Back in the day, well-heeled Arles earned the nickname “Little Roma” and another stupendous vestige of its past is the Roman Theatre, another 2000-year old treasure, three storeys high with seating for 10,000. Interestingly, Van Gogh didn’t seem to care much for the Roman ruins – he never captured any of the antiquities on canvas, although his “Arena at Arles” painting was inspired by the thick crowds in attendance to watch a bull-fight.

 

 

A short walk brought us to Place du Forum, still the beating heart of Arles, 2000 years on. Edged in venerable stone buildings with spirited al fresco cafes spilling across the cobbles, one of Van Gogh’s most celebrated works drew inspiration from this square. The café he depicted in “Café Terrace at Night” still does a roaring trade, in substantially swisher surrounds than how it appeared in the 1880s.

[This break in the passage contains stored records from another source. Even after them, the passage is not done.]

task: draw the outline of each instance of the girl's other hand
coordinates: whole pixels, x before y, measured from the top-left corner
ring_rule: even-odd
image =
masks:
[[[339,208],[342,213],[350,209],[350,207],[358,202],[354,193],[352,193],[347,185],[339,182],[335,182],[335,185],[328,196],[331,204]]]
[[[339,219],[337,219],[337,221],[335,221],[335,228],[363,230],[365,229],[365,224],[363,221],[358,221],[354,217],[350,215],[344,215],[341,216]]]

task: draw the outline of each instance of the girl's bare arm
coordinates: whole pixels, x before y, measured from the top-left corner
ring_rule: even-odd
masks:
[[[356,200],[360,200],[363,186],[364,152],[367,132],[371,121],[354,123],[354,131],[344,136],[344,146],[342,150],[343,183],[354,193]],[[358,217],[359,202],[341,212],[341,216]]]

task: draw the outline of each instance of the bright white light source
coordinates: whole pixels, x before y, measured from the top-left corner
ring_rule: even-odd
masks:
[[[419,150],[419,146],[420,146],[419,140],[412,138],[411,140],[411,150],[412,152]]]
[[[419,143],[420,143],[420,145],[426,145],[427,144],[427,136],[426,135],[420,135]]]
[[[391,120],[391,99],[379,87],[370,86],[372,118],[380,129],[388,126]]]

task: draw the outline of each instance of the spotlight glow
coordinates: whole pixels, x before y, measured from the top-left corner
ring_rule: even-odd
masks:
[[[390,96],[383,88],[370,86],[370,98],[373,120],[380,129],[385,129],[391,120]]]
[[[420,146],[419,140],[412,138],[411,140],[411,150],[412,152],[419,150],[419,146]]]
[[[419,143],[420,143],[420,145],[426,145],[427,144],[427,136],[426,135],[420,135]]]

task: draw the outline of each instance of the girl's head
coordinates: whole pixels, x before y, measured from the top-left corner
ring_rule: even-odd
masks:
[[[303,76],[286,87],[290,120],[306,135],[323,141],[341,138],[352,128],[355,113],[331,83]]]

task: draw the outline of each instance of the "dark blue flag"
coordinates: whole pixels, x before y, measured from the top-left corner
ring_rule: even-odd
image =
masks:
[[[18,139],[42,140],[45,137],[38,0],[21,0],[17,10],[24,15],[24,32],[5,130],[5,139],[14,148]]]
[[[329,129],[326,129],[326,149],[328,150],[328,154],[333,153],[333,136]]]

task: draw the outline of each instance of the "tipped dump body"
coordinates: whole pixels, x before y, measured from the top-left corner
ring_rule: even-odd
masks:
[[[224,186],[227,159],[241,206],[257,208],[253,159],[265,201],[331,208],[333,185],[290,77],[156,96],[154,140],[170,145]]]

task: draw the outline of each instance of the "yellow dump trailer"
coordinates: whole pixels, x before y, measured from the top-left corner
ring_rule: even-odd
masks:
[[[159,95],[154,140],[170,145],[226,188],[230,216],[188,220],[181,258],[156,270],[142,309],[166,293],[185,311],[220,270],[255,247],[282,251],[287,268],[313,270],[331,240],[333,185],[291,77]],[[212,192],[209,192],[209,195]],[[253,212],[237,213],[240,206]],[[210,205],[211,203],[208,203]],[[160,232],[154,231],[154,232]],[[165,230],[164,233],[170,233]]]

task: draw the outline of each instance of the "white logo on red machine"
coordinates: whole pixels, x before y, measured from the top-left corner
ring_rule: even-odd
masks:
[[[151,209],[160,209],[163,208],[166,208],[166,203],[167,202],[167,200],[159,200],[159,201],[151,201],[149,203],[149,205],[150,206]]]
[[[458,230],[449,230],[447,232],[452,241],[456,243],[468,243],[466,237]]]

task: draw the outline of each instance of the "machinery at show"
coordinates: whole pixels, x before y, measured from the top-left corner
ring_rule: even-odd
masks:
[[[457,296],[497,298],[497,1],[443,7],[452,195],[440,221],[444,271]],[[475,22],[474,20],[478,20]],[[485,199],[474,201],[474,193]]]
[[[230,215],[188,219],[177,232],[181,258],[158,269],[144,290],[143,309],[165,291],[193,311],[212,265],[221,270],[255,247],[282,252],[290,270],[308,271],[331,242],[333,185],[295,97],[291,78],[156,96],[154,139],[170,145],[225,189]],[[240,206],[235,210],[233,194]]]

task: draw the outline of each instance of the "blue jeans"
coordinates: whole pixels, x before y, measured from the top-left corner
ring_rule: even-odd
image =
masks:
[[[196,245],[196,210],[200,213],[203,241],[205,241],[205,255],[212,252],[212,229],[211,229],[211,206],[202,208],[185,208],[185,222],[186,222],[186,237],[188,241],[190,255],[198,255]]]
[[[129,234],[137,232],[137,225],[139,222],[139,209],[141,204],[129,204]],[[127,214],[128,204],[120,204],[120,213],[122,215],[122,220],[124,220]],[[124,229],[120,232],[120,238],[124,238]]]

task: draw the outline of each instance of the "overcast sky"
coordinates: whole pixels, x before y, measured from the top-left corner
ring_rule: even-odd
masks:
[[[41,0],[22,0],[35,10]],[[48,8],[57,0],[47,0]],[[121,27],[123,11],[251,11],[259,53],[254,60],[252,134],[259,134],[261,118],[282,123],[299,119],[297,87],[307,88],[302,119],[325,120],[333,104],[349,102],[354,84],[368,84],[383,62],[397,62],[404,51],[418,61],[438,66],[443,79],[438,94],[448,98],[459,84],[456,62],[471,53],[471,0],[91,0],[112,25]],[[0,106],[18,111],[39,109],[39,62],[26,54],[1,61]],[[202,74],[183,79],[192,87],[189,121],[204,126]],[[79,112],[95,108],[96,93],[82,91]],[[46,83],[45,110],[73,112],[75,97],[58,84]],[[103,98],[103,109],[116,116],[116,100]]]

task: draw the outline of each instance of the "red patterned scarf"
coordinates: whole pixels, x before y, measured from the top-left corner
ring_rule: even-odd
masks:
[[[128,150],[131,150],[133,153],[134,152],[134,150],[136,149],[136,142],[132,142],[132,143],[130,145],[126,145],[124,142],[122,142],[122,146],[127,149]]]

Unsurprisingly it now sports the name, Café Van Gogh. Van Gogh’s iconic post-Impressionistic star-filled sky appeared for the first time in “Café Terrace at Night.” It is one of three Arles paintings that feature his distinctive star-filled sky, along with “Starry Night Over the Rhone” and “Starry Night” completing the trilogy. The square is also where you’ll find one of the oldest hotels in Arles, the Nord-Pinus, which has hosted legends from Picasso to Hemingway.

 

 

We stopped by Place de la Republique, a bustling square of unmistakeable grandeur, which was originally the ancient Roman Circus. I ogled the impressive Romanesque church of St Trophime, which was added to over the centuries, including its magnificently carved Gothic porch, which caught Van Gogh’s eye. Crowning the square is the Arles obelisk, which was first erected under the Roman emperor Constantine. He himself moved to Arles and brought with him Christianity.

After the circus was abandoned in the 6th century, the obelisk fell down and was broken in two parts. It was rediscovered in the 14th century and re-erected on top of a pedestal in 1676, decorated with sculptures and a fountain. Our final stop on the walking tour was Arles Hospital, where he was treated after he sliced off his own earlobe and gave it to a prostitute. He gifted his doctor Felix Rey a self-portrait, to show his appreciation for the way he was cared for.

 

 

Dr Rey wasn’t particularly fussed with the painting which he used to repair to his chicken coop. That portrait now graces the wall of Moscow’s Pushkin Museum, valued at $50 million. During his stay in hospital, he painted many landscapes, along with works like “Ward in the Hospital” and “The Courtyard of the Hospital.” I gazed longingly at the flower-filled garden courtyard, flanked by the arched yellow and white buildings.

Its courtyard has been impeccably restored and landscaped to match Van Gogh’s masterpiece. It’s a gloriously evocative setting, frozen in time. There’s a great shop, on-site, although the “ear-razors” on sale, struck me as a tad tactless! Lovely little Arles can’t fail to impress. With its wealth of classical antiquities, shuttered town houses, graceful squares and Van Gogh brag-factor, it’s a small city experience to beat them all.